Par le passé, et encore récemment, les protestants évangéliques ont souvent fait face à des fermetures abusives de leurs églises. Pas plus tard qu'en mai dernier, sept églises membres de l'EPA avaient "soudainement reçu l'ordre de cesser leur activité", car elles étaient accusées d'opérer "illégalement", explique-t-il, non sans un certain soulagement.
Désormais, contre toute attente et au-delà de toute espérance, l'Etat algérien a transmis un «certificat de conformité» à Mustapha Krim. Un petit papier qui symbolise l'entrée dans la légalité pour l'Eglise Protestante d'Algérie, qui connaît en outre, une forte croissance. En effet, malgré les vagues de répression, l’EPA recense 30.000 protestants (autochtones pour la plupart), alors que les catholiques seraient 11.000, selon les statistiques officielles.
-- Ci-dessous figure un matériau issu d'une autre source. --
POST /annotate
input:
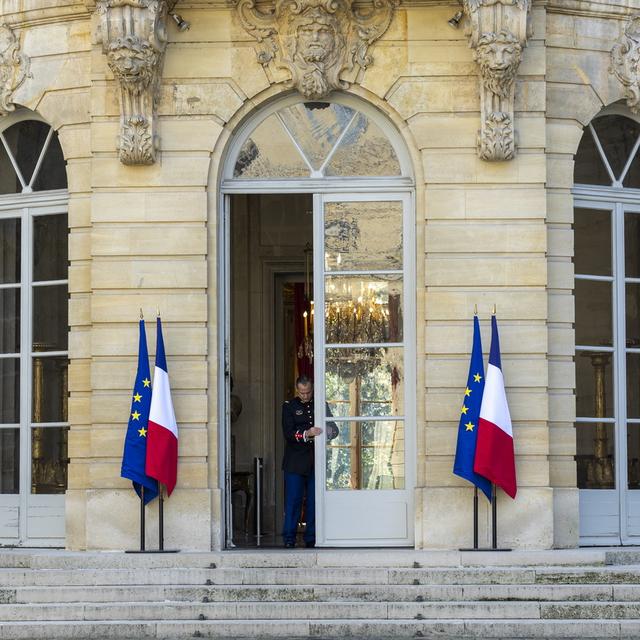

Cependant, l’évangélisation demeure totalement interdite. «Nous sommes en Algérie, pas en France. La Constitution algérienne stipule à la fois que nous avons droit à la différence religieuse, et que l'islam est la religion de l'État. Une loi datant de 2006 prévoit des peines de prison et des amendes à toute personne qui "incite, contraint ou utilise des moyens de séduction tendant à convertir un musulman à une autre religion". Toutes les Eglises dénoncent cette loi, qui ouvre la voie à l’arbitraire. Mais elle est toujours appliquée. Des chrétiens ont été condamnés à des peines de prison, alors qu’elles ne faisaient que prier ou discuter de leur foi avec d’autres Algériens. Certains ont même été condamnés parce qu’ils refusaient de jeûner pendant le ramadan», tient à rappeler Mustapha Krim.